O presidente Luiz Inácio Lula da Silva converteu-se na semana passada em garoto-propaganda. Foi à inauguração de um depósito das Casas Bahia, em São Bernardo do Campo (SP). Discursou de improviso, como de costume, e identificou sua opção de governo com a estratégia comercial de uma lucrativa rede varejista.
‘A minha concepção de tratamento deste país’, disse Lula ao empresário Samuel Klein, ‘é a concepção que o senhor teve de estabelecer a sua parceria com a parcela pobre da população.’
‘Estou convencido’, disse também, ‘de que vai acontecer neste país o mesmo que aconteceu nas Casas Bahia.’
A declaração foi pública. Quem poderá reclamar se Klein usar a declaração de Lula nas campanhas de sua rede? Seus concorrentes?
A maior parte da imprensa deu pouca importância à atuação do presidente como garoto-propaganda. Ou menosprezou o detalhe ou contou a história sem destaque, como se fosse normal e rotineira. Mas não é.
Não é habitual um presidente da República aparecer na inauguração de um depósito – ou de um centro de distribuição. A construção do depósito pode ser importante para as Casas Bahia, mas não acrescenta uma novidade à economia brasileira. Poderia justificar uma nota, nas seções de negócios.
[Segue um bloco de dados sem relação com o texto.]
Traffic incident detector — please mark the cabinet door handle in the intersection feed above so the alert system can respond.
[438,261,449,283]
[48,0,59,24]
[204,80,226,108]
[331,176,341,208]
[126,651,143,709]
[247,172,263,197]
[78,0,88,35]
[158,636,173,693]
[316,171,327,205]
Concepção privada, política pública
Também não é habitual um presidente da República endossar as opções mercadológicas e financeiras de uma empresa privada, conferindo-lhes o selo de aprovação da chefia do governo e do Estado. ‘Quanto mais tempo a gente der de prestação e quanto mais barata a prestação, mais as pessoas vão poder comprar, porque no meio da parte mais pobre da população, eles não têm a preocupação se [sic] vai custar cinco ou seis vezes mais.’
Nenhum pauteiro parece ter tido a idéia de mandar um repórter ligar para o Procon ou para o Idec, para ouvir algum especialista em defesa do consumidor. Será que o comentário do presidente não valia esse cuidado?
Só O Estado de S. Paulo deu em manchete os elogios de Lula às Casas Bahia. O assunto apareceu também no alto da 10ª página, mas explorado com boas maneiras. Folha de S.Paulo e O Globo mencionaram os comentários do presidente sobre a estratégia comercial da rede, mas sem destaque especial e sem evidenciar sua anomalia.
Presidente sai no lucro
No balanço geral, a cobertura de todos os jornais, sem exceção, foi lucrativa para o candidato Luiz Inácio Lula da Silva. Na maior parte dos meios de comunicação, a propaganda comercial e moral das Casas Bahia foi tratada como fato normalíssimo. Ganharam importância os ataques à oposição e os auto-elogios – uns e outros, sim, fatos perfeitamente rotineiros, ainda mais em campanha eleitoral. Pelo menos uma emissora de rádio gastou bom tempo contando a história do Íbis, conhecido como o pior time de futebol do mundo, citado pelo presidente na comparação de seu governo, equiparado ao Corinthians, com o de Fernando Henrique Cardoso.
Mais uma vez Lula mostrou que sabe usar a imprensa. Sabe que pode fazer e dizer qualquer coisa, porque os jornais não negarão espaço nem destaque a seus discursos e atos de campanha, embora nada os obrigue – moral, política ou tecnicamente – a entrar nessa armadilha. Esses mesmos jornais, com o pretexto de que não se briga com a notícia, prestarão sempre um bom serviço a políticos espertos. Isso ocorreu, por exemplo, com Jânio Quadros, que ora cortava, ora deixava crescer a barba para ganhar espaço nos jornais. E sempre conseguia.
No entanto, notícia não é, necessariamente, o que ocorre segundo a agenda oficial e rotineira. Nesse episódio, a melhor notícia, o homem mordendo o cachorro, foi a atuação de Lula em relação às Casas Bahia. Para começar, como explicar a presença de um presidente da República naquela inauguração?
Uma boa história poderia começar por aí.